Mas, organizado o novo Executivo e sua ampla coalizão parlamentar, nota-se que é grande a presença de fichas-sujas (no sentido ampliado do termo) nas hostes governistas, ao passo que arrefeceu a campanha anticorrupção da direita, capitaneada na esfera extrainstitucional pela grande mídia, por grupos como o Movimento Brasil Livre (MBL), por assim dizer, das redes sociais e ruas, e demais segmentos liberal-conservadores e autoritários das classes médias.
A Lei da Ficha Limpa, visando combater a corrupção eleitoral, estabelece critérios rigorosos para o registro das candidaturas. Se o mesmo espírito universal que inspirou essa lei movesse a moralidade política das forças que, na grande mídia, nas ruas e redes sociais, partiram para a ação contra irregularidades ocorridas nas gestões federais encabeçadas pelo PT, a indignação militante e organizada não teria saído de cena, mesmo considerando que é inviável contar com uma participação política de massa em período integral.
O andamento do impeachment alimenta-se de uma zona nebulosa que serve de pano de fundo para os atores deposicionistas extraírem um crime de responsabilidade a partir de um confuso, mas também organizado amálgama sistêmico composto por indignação contra a corrupção, supostas irregularidades fiscais e crise econômica.

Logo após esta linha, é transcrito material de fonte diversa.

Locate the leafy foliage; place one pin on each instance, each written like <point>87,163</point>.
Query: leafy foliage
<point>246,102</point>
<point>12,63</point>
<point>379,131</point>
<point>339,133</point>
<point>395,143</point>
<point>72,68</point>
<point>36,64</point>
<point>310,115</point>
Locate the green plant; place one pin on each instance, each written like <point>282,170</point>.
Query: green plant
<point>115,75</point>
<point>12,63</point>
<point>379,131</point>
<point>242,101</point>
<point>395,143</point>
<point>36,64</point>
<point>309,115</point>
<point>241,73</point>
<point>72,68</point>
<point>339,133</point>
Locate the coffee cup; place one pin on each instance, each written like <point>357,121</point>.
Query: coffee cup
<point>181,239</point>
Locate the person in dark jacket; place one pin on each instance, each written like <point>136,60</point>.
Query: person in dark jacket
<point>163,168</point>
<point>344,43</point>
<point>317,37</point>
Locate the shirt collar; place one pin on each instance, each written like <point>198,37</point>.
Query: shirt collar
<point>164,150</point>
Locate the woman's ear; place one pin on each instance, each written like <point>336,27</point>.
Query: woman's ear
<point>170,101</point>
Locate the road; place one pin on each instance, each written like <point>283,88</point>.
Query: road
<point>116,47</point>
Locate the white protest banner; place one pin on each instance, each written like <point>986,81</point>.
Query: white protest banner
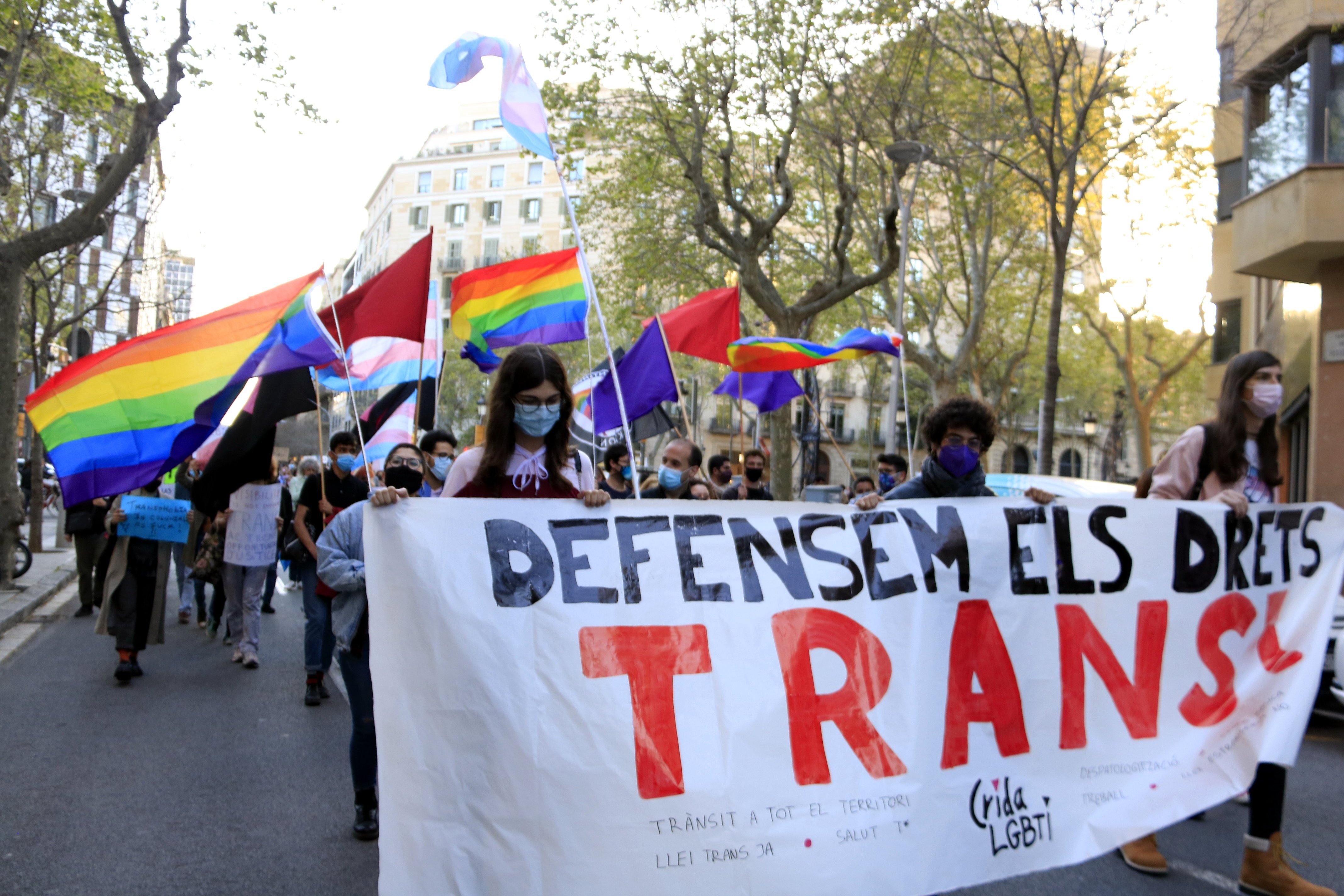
<point>250,538</point>
<point>785,699</point>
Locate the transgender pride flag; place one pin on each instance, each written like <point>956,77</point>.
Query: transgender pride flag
<point>384,361</point>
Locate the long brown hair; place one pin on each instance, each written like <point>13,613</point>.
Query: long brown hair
<point>526,367</point>
<point>1226,434</point>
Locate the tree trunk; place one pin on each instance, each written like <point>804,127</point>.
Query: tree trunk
<point>1046,461</point>
<point>37,467</point>
<point>11,500</point>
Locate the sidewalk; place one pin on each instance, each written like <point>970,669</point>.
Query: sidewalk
<point>52,570</point>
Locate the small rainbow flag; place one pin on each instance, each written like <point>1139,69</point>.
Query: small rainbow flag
<point>531,300</point>
<point>770,354</point>
<point>116,420</point>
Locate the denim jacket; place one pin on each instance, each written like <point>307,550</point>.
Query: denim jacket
<point>340,565</point>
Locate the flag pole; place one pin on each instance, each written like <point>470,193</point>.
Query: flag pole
<point>592,292</point>
<point>680,402</point>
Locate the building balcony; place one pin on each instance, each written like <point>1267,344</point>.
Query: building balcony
<point>1285,230</point>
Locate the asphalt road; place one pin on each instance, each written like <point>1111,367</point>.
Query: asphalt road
<point>208,778</point>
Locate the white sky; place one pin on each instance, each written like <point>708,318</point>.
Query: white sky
<point>259,209</point>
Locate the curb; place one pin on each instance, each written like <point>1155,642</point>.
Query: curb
<point>18,606</point>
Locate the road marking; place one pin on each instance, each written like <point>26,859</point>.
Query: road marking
<point>1210,878</point>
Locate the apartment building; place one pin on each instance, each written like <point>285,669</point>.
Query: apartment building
<point>486,201</point>
<point>1279,244</point>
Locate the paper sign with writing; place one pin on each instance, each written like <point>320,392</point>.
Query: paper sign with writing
<point>750,698</point>
<point>250,538</point>
<point>158,519</point>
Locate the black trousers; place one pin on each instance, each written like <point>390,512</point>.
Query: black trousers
<point>1267,796</point>
<point>132,605</point>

Esse amálgama explica o caráter neoliberal da coalizão do impeachment, quem dela participa e qual é, na verdade, seu principal programa: derrotar o PT e as políticas social-desenvolvimentistas e abrir um horizonte de longo prazo para o projeto de país centrado no protagonismo dos mercados, que não distingue interesses nacionais e multinacionais. Para um espectro significativo do imaginário da opinião pública, coproduzido pela grande mídia de ideário neoliberal, o governo deposto seria amplamente errático, e sua derrubada, a panaceia. Avançando o impeachment, como tem ocorrido, a eliminação do bode expiatório teria restaurado a moralidade na esfera pública?

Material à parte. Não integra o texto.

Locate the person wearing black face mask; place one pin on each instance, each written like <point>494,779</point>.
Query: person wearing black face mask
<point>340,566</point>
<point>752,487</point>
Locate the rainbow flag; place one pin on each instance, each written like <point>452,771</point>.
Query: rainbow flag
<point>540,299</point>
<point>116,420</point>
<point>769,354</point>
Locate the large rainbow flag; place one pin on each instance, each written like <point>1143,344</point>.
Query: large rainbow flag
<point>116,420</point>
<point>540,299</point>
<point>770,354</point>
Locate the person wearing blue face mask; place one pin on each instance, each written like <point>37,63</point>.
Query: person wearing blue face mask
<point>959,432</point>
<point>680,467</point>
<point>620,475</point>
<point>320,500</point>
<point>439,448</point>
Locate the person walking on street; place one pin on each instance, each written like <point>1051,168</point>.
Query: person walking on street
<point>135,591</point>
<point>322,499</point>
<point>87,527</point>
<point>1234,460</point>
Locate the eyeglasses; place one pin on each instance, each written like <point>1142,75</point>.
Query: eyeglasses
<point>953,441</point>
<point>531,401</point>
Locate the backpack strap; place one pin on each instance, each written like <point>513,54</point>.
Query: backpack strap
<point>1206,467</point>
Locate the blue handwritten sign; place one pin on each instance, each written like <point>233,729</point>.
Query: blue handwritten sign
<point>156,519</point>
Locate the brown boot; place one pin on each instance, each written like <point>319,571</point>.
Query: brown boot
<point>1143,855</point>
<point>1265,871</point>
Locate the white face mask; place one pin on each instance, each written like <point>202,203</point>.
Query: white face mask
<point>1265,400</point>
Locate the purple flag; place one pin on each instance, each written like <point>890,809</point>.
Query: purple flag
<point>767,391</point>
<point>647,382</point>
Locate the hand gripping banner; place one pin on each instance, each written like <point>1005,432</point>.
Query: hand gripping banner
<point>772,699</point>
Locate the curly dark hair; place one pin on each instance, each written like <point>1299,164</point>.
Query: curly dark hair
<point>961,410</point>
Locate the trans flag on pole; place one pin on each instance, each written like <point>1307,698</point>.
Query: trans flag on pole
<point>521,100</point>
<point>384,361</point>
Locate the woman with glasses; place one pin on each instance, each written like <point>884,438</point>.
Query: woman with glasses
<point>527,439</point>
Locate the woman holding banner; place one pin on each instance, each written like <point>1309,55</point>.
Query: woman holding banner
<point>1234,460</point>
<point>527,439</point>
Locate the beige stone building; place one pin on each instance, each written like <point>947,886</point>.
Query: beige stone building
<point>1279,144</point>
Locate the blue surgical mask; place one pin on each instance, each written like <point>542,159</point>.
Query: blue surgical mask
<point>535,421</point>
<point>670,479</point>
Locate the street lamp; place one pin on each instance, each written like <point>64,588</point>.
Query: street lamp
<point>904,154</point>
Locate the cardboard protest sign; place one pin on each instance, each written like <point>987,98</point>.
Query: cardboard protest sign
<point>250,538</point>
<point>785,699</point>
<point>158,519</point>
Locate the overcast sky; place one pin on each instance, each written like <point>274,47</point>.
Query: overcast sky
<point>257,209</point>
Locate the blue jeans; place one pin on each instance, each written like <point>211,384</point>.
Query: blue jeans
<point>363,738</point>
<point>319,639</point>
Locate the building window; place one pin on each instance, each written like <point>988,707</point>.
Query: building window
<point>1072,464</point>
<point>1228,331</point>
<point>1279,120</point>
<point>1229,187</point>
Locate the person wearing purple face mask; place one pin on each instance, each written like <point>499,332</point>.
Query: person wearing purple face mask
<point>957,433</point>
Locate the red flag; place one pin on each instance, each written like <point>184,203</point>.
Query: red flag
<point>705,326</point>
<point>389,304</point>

O PMDB, principal partido de sustentação do governo Dilma até maio de 2016, lidera agora o governo interino, com o apoio não só de vários outros partidos da antiga base governista, mas também da ex-oposição (liderada por PSDB, DEM, PPS e SD). Na atual oposição institucional estão a centro-esquerda e a esquerda: PT, PDT, PCdoB e PSOL.
A iniciativa do impeachment foi liderada institucionalmente por Eduardo Cunha, então presidente da Câmara dos Deputados, criminoso de colarinho branco de grande monta. Em 1991, no início de sua carreira política, quando foi nomeado para presidir a antiga Telerj, por indicação de Paulo César Farias (ex-testa de ferro de Fernando Collor de Mello), já se envolveu em escândalo de superfaturamento. Sua imensa ficha de irregularidades tornou-se pública de 2015 para cá. Foi acusado pela Procuradoria Geral da Presidência (PGR) de lavagem de dinheiro, corrupção passiva, evasão de divisas e falsidade ideológica e está sendo processado pelo Conselho de Ética da Câmara dos Deputados por ter negado, na CPI da Petrobras, possuir contas na Suíça. Além disso, sua esposa Claudia Cruz é ré na Lava Jato.
Não só é inacreditável a demora na condução do processo de cassação de Cunha na Câmara, como muito preocupante que a votação final pelo plenário do relatório que propõe sua condenação por quebra de decoro parlamentar tenha sido marcada por Rodrigo Maia para 12 de setembro, uma segunda-feira, dia costumeiramente esvaziado na agenda do Legislativo, ainda mais em período pré-eleitoral. Maia, atual presidente da Casa e conterrâneo carioca de bancada de Cunha, assim já se referiu ao maior criminoso da história política brasileira recente, submetido a processo de cassação: “Ele é um político ousado, inteligente, disciplinado e trabalhador. [...] Reúne todas essas qualidades”. Como a aprovação da cassação requer maioria absoluta da Casa, 257 votos, aliados de Cunha avaliam, com contentamento, que a votação será adiada, pois tal quórum só deverá existir em novembro.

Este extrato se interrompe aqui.